Al contrario, i plebei erano la maggioranza della popolazione. Discendevano da famiglie arrivate a Roma dopo la sua fondazione ed erano per lo più contadini, artigiani e piccoli commercianti. Essi non potevano partecipare alla vita pubblica della città e non avevano diritti politici. Inoltre, le leggi, che erano tramandate oralmente, favorivano sempre la classe dei patrizi → così i plebei, per ottenere privilegi e protezione, si legavano alle famiglie patrizie come clienti, appoggiandoli nelle battaglie politiche per il potere, seguendoli in guerra, coltivando i loro campi, servendoli e mantenendosi in una posizione di sudditanza.
Nel primo secolo della repubblica, con le guerre di espansione, il potere e le ricchezze dei patrizi aumentarono, viceversa i plebei, costretti a partire per la guerra come soldati, dovendo comprarsi le armi ed essendo costretti a lasciare i loro lavori, alla fine della guerra erano più poveri di prima.

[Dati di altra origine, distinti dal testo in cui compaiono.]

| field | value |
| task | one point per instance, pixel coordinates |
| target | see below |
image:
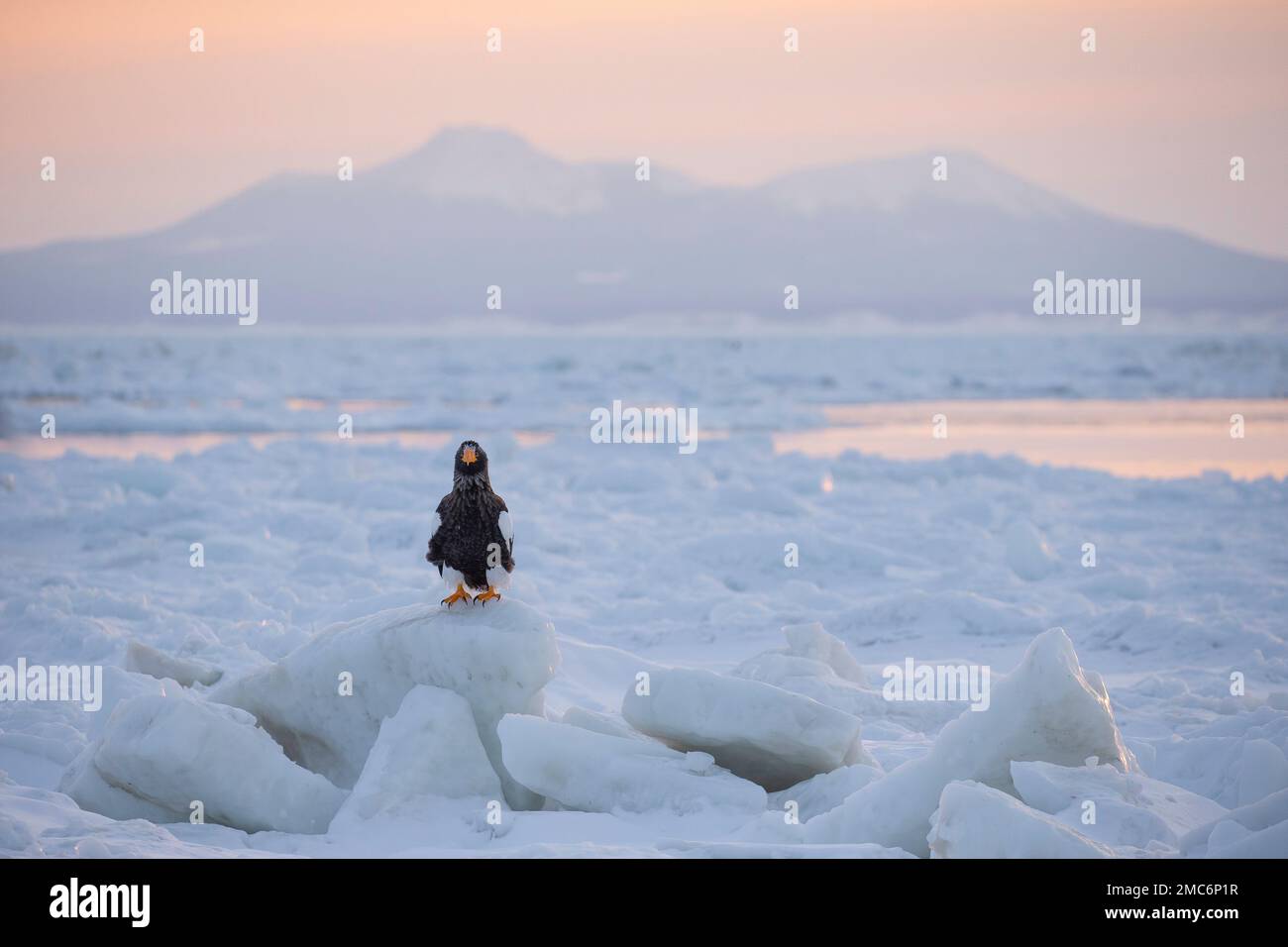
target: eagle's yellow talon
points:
(456, 596)
(487, 595)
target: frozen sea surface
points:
(643, 557)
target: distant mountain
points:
(425, 235)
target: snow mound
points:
(1026, 553)
(1129, 809)
(765, 849)
(818, 665)
(824, 791)
(1048, 709)
(977, 821)
(143, 659)
(325, 701)
(1258, 830)
(171, 751)
(428, 751)
(764, 733)
(595, 772)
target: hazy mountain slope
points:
(428, 234)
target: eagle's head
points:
(471, 466)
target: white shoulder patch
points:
(506, 528)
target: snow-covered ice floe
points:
(160, 757)
(1048, 709)
(596, 772)
(497, 659)
(768, 735)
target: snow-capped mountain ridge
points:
(421, 237)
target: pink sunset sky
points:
(146, 132)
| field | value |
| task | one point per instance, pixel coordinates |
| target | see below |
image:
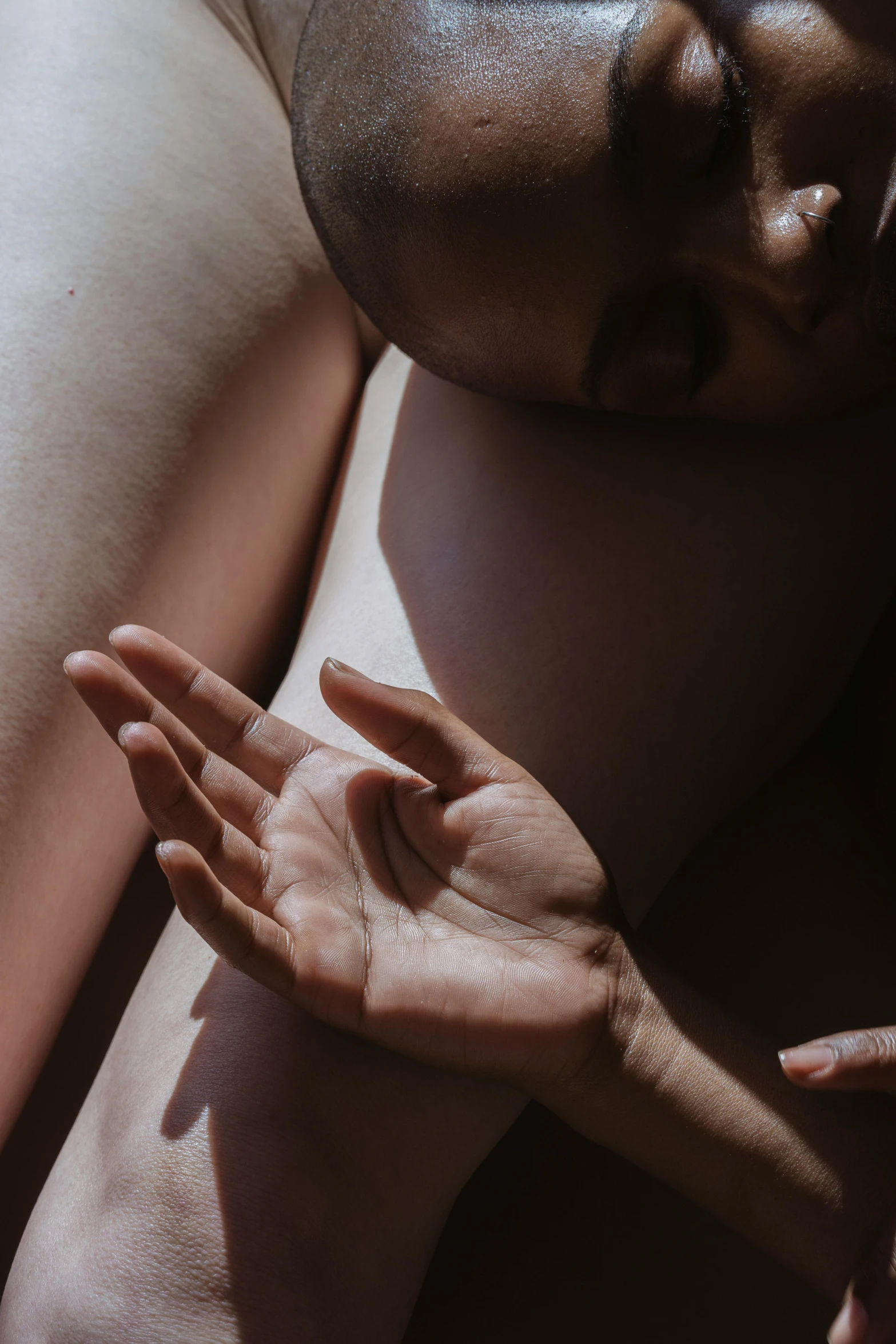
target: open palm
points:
(455, 914)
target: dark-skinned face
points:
(626, 202)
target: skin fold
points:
(149, 1226)
(179, 367)
(309, 1136)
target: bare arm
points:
(178, 370)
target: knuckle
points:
(872, 1049)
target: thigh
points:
(652, 623)
(785, 917)
(178, 370)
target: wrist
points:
(605, 1016)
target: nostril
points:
(820, 312)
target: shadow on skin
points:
(547, 577)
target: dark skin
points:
(640, 213)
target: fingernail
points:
(124, 731)
(851, 1326)
(347, 670)
(806, 1059)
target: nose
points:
(773, 246)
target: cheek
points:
(812, 82)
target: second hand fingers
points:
(114, 697)
(179, 811)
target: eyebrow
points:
(604, 347)
(625, 150)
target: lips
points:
(880, 303)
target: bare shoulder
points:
(269, 33)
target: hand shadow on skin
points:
(605, 601)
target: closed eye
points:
(710, 340)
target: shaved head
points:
(614, 204)
(424, 132)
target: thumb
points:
(416, 730)
(853, 1061)
(868, 1315)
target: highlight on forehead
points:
(413, 117)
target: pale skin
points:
(425, 1134)
(456, 914)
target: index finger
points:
(222, 718)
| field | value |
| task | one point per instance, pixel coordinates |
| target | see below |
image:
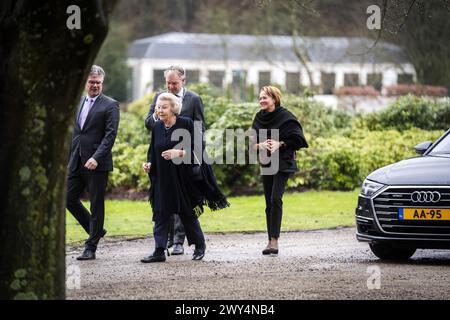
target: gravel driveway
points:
(324, 264)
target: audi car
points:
(406, 205)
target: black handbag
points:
(195, 171)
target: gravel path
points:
(324, 264)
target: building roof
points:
(202, 46)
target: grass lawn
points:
(301, 211)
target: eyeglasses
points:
(91, 82)
(179, 69)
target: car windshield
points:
(443, 147)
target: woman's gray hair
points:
(175, 102)
(97, 71)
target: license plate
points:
(423, 214)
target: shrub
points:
(412, 112)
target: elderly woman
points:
(290, 138)
(176, 186)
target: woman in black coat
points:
(177, 185)
(272, 119)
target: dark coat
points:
(290, 132)
(97, 137)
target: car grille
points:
(386, 207)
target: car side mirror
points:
(422, 147)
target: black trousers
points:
(274, 186)
(95, 183)
(176, 229)
(194, 233)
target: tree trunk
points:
(43, 69)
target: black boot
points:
(157, 256)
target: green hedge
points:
(343, 149)
(411, 112)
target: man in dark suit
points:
(192, 107)
(90, 159)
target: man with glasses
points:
(192, 107)
(90, 161)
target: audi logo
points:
(425, 196)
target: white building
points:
(239, 61)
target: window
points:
(192, 76)
(293, 82)
(264, 79)
(375, 80)
(239, 85)
(216, 79)
(405, 78)
(351, 80)
(159, 82)
(328, 82)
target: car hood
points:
(426, 170)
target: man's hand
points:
(172, 153)
(146, 166)
(91, 164)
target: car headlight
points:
(370, 187)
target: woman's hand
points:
(273, 145)
(172, 154)
(263, 145)
(146, 166)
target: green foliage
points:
(342, 152)
(342, 162)
(412, 112)
(129, 152)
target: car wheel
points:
(386, 251)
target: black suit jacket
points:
(97, 137)
(192, 108)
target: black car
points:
(406, 205)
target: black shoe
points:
(87, 255)
(199, 253)
(177, 249)
(154, 258)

Così, nel 494 a.C. i plebei si ribellarono e organizzarono una specie di sciopero, chiamato secessione della plebe: si riunirono sul Monte Sacro e lasciarono la città indifesa, rifiutandosi di combattere, mentre eserciti nemici stavano marciando verso Roma.
I patrizi decisero così di mandare come loro ambasciatore il console Menenio Agrippa, uomo abile nel parlare. Menenio Agrippa, giunto al cospetto dei plebei, raccontò loro una storia che li convinse a mettere fine alla loro protesta:
«Una volta, le varie parti del corpo dell'uomo si arrabbiarono con lo stomaco, ritenendolo ozioso. Decisero quindi che le mani non avrebbero più portato cibo alla bocca, che la bocca non avrebbe più accettato il cibo e che i denti non l’avrebbero masticato.
Ma, nel momento in cui credettero di dominare lo stomaco, anche esse stesse iniziarono a soffrire e l'intero corpo giunse a un deperimento estremo. Così, le varie parti del corpo capirono che lo stomaco non era affatto nullafacente, ma, dopo avere accolto i cibi, li ridistribuiva a tutta tutte le parti del corpo, in base alle loro necessità. Avendo compreso questo concetto, tutte le parti del corpo fecero pace con lo stomaco. Allo stesso modo, anche il senato e il popolo romano sono un unico corpo, con la discordia periscono con la concordia gioiscono».
Con la riappacificazione, il popolo ottenne alcuni diritti e importanti concessioni, come l’istituzione dei Tribuni della Plebe, ossia magistrati che rappresentavano il popolo nel governo della città e potevano opporsi alle leggi che andavano contro gli interessi dei plebei. Ma ci vollero ancora molti anni prima che i plebei ottenessero leggi più giuste. Nel 450 a.C. il senato mise per iscritto Le Leggi delle Dodici Tavole, in modo che tutti, patrizi e plebei, potessero conoscerle e rispettarle.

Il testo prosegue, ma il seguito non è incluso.